Flight of the Flux 2 - Debugging Caveats

Engineering | Simon Baslé | April 16, 2019 | ...

This blog post is the second in a series of posts that aim at providing a deeper look into Reactor's more advanced concepts and inner workings.

It is derived from my Flight of the Flux talk, which content I found to be more adapted to a blog post format.

I'll update the table below with links when the other posts are published, but here is the planned content:

Assembly vs Subscription
Debugging caveats (this post)
Hopping Threads and Schedulers
Inner workings: work stealing
Inner workings: operator fusion

If you're missing an introduction to Reactive Streams and the basic concepts of Reactor, head out to the site's learning section and the reference guide.

Without further ado, let's jump in:

Debugging in a Reactive World

Switching from an imperative, blocking paradigm to a reactive, non-blocking one brings benefits but also comes with some caveats. One of these is the debugging experience. Why is that?

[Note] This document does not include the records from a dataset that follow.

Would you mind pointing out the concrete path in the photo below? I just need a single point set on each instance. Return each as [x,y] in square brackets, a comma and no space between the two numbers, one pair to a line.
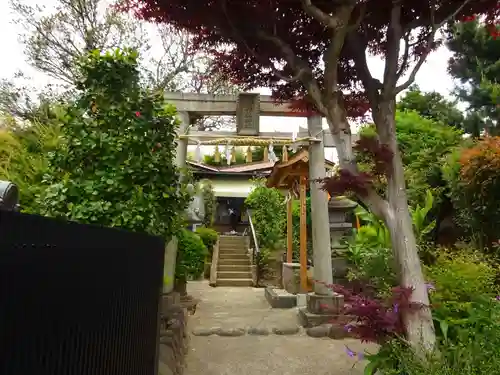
[232,311]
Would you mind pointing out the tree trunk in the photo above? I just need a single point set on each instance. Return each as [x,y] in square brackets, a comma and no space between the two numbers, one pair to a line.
[418,322]
[396,215]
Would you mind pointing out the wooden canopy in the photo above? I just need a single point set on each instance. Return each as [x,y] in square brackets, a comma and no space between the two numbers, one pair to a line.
[292,174]
[287,173]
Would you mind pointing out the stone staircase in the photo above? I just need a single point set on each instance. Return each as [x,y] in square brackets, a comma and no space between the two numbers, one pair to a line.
[234,266]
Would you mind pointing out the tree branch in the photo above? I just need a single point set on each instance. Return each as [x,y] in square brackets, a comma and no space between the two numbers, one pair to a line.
[325,19]
[430,41]
[394,34]
[357,49]
[406,54]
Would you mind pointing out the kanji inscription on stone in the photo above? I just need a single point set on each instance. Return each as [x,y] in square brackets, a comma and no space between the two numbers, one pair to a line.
[247,114]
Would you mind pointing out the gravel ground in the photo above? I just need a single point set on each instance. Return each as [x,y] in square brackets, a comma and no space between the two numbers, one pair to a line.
[234,331]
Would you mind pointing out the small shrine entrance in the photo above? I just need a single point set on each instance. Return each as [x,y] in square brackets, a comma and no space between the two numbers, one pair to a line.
[248,108]
[293,175]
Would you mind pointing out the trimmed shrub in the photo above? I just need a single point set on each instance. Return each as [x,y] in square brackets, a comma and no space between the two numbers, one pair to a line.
[191,255]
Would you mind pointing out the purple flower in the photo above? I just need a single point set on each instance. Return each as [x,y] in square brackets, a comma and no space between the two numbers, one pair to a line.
[349,352]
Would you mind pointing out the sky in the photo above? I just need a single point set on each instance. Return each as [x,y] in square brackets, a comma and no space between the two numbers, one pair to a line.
[431,77]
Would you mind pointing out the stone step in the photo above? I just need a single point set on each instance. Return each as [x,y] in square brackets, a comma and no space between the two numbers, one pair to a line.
[228,241]
[233,268]
[234,282]
[234,262]
[234,274]
[233,251]
[232,256]
[231,247]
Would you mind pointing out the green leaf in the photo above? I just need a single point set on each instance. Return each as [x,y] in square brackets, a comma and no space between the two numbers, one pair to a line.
[370,368]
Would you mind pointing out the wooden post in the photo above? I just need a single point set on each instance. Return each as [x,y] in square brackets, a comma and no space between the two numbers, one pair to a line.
[289,228]
[303,235]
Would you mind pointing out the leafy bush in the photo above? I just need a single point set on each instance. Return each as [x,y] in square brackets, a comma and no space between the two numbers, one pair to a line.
[117,164]
[209,238]
[423,144]
[191,254]
[24,158]
[268,211]
[473,176]
[460,281]
[466,315]
[369,250]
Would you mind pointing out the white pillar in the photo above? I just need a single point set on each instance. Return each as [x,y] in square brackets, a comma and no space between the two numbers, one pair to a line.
[180,161]
[322,254]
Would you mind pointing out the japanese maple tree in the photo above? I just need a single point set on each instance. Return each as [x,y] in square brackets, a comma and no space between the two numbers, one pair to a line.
[316,50]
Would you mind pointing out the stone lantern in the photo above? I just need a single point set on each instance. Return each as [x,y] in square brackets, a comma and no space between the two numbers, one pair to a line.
[338,209]
[194,212]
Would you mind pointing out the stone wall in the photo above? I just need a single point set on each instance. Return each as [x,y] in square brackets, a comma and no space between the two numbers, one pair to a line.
[174,338]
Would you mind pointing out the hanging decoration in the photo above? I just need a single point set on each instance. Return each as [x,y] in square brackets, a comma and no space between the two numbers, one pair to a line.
[228,153]
[217,154]
[249,155]
[272,155]
[197,153]
[233,155]
[284,153]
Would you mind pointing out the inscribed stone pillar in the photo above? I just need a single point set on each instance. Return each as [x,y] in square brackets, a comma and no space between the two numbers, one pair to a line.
[171,250]
[338,208]
[322,255]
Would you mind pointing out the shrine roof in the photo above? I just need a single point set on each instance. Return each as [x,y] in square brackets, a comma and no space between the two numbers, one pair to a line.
[284,173]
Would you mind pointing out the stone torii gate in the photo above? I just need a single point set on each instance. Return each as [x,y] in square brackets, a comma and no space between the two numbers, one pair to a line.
[248,108]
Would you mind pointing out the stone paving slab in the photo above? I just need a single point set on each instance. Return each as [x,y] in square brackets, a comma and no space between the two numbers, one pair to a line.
[258,344]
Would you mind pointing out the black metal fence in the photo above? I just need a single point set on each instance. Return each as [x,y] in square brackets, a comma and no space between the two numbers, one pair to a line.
[77,299]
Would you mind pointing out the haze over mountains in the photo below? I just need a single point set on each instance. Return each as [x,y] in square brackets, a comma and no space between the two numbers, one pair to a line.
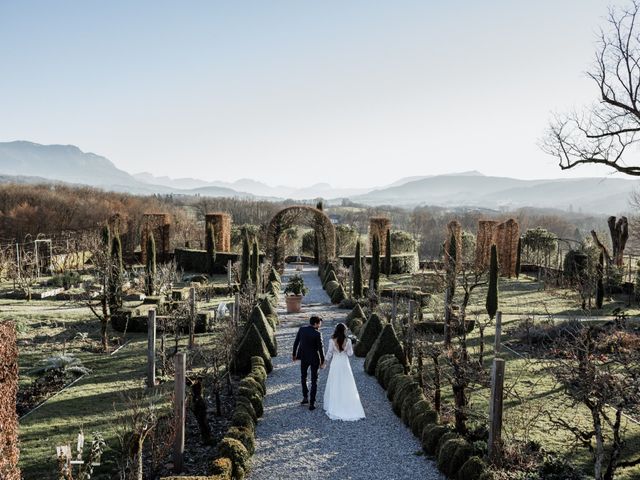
[28,162]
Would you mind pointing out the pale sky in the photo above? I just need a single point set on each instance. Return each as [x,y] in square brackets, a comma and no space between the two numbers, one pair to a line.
[353,93]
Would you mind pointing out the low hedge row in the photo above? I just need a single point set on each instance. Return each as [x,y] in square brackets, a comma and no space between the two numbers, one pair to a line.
[455,456]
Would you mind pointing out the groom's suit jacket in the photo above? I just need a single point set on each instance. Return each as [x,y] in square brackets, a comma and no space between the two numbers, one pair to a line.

Primarily because you've learned to rely on the good old stacktrace, but suddenly this invaluable tool becomes far less valuable due to the asynchronous aspect of reactive programming. This is not specific to reactive programming though: as soon as you introduce asynchronous code, you create a boundary in the program between the code that schedules and the code that asynchronously executes.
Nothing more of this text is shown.